Seemingly miraculous innovations have made it possible to slake the ever-growing thirsts of our industrial society. Need more energy? Frack it from deep-bedded rocks. Fresh water? Desalinate ocean flows. Precious metals? Leach them from low-grade ores that were previously unminable.
But these and other marvels leave us in a pickle—awash in a sea of hypersaline brine. This “brine”—wastewater containing levels of salt many times higher than seawater and often contaminated with pollutants—is a byproduct of these and other industrial processes, and it’s a problem.

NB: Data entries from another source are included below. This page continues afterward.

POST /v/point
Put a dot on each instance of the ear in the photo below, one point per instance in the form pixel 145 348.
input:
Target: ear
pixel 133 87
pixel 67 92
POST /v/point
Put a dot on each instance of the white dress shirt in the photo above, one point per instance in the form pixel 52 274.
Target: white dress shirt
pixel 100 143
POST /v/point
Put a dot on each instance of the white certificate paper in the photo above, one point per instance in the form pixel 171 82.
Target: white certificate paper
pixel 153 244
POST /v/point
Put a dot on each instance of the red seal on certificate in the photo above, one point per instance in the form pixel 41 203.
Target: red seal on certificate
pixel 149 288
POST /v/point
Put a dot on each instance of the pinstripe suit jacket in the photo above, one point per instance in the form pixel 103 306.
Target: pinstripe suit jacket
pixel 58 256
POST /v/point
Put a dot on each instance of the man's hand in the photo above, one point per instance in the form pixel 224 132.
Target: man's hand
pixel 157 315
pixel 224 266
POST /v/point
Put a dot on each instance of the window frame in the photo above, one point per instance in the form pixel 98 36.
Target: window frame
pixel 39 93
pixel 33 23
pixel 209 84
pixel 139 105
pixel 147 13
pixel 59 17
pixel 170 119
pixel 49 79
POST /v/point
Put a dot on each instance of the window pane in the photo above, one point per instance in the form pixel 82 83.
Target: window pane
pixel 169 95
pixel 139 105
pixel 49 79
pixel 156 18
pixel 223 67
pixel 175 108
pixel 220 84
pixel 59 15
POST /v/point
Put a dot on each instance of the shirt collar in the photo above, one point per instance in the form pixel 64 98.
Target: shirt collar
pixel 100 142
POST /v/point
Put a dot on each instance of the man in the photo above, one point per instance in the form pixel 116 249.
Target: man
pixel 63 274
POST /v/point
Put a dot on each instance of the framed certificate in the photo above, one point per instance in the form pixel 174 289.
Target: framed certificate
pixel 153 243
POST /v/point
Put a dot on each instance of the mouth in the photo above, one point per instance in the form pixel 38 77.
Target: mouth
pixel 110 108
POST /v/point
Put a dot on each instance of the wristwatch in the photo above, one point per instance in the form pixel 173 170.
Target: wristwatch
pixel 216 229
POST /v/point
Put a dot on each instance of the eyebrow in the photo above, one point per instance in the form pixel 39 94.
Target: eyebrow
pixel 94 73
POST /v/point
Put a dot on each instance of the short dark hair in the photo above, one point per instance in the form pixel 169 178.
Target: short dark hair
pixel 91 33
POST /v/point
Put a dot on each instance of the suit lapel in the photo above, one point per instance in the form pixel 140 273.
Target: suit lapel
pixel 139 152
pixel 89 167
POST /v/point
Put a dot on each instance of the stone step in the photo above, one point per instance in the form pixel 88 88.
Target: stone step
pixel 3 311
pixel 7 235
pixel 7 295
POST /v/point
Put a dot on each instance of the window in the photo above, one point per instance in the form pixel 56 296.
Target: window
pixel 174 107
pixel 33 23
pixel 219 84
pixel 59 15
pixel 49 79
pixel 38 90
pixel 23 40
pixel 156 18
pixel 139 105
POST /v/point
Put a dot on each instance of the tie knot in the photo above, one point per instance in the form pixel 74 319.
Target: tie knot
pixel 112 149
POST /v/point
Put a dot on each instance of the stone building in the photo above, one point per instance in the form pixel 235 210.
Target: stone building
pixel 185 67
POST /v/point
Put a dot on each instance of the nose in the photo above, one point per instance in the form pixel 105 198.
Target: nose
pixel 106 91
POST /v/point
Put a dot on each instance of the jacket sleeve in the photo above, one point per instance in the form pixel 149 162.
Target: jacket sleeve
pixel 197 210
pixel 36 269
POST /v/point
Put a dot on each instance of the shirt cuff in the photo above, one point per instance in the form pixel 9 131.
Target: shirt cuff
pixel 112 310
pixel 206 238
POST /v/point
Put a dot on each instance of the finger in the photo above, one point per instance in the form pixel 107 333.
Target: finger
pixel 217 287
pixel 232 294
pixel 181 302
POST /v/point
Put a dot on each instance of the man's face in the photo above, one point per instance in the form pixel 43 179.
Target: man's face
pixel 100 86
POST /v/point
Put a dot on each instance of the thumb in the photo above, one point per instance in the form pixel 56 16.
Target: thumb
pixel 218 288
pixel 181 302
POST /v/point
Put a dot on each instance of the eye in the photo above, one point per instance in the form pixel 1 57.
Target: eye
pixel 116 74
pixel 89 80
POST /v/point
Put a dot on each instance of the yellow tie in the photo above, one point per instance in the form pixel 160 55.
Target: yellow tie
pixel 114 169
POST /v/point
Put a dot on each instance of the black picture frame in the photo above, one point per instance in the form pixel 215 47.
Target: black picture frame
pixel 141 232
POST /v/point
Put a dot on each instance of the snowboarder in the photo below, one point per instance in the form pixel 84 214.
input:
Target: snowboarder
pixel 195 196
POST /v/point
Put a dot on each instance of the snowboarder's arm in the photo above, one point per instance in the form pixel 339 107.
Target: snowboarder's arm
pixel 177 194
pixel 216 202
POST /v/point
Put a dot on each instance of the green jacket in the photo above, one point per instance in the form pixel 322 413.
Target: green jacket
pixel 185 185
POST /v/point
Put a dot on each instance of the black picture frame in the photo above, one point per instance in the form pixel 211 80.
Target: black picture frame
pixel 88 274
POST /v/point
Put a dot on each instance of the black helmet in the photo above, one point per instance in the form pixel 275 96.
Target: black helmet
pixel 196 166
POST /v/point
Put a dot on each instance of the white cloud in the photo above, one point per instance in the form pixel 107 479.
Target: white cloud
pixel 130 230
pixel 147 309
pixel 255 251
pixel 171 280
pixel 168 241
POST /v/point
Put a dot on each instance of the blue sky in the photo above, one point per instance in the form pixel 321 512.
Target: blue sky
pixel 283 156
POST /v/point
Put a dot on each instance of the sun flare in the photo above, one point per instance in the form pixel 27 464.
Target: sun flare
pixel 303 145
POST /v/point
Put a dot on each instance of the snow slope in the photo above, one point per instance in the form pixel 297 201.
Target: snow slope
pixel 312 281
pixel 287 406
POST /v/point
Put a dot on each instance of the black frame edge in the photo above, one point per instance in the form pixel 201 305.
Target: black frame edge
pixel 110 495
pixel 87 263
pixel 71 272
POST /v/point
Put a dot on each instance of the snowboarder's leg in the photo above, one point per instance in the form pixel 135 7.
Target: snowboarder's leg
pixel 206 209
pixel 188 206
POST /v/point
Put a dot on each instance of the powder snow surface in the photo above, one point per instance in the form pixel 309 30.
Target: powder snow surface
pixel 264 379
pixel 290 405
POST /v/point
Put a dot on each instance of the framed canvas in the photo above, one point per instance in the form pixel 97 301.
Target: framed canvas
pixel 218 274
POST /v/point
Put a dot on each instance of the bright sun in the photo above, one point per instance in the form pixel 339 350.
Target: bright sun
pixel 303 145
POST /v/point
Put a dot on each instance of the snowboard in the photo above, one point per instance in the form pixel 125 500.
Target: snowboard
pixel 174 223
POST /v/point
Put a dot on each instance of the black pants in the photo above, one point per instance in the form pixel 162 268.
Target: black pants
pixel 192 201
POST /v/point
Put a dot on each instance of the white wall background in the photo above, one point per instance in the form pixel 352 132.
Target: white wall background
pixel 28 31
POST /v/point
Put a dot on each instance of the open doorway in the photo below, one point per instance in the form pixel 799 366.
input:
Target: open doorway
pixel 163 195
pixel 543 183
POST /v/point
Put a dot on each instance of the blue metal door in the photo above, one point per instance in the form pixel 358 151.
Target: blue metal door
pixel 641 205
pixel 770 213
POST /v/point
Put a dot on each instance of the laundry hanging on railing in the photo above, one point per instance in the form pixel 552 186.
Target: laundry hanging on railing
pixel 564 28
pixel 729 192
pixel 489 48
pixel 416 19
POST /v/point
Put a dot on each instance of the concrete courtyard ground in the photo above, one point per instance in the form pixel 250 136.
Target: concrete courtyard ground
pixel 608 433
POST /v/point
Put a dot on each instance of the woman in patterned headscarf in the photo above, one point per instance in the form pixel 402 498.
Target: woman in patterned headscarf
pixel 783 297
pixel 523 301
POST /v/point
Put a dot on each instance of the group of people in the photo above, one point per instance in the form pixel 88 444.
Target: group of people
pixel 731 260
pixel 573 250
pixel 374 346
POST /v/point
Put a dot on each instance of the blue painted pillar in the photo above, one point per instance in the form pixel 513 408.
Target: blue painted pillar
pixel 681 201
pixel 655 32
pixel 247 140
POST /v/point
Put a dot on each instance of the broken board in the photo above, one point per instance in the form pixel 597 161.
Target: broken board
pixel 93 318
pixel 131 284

However, a new approach developed by SenGupta and visiting researcher Hao Chen (then a doctoral student) represents a leap forward in cleaning up and even potentially unlocking valuable resources lurking in the super-salty water.
A new solution
SenGupta and Chen have developed a new process, evaporative ion exchange (EIX), to concentrate brine at room temperature using air humidity and ion exchange. Unlike existing methods, EIX avoids scaling and fouling, and it’s much faster than natural evaporation due to its efficient design.
It uses a polymeric ion exchange resin bead, a type of gel with a high concentration of charged functional groups, or atoms whose electrical charge binds with ions of opposite charge. When the bead comes into contact with water, the resin’s internal pressure causes it to absorb water quickly while rejecting salts and other compounds.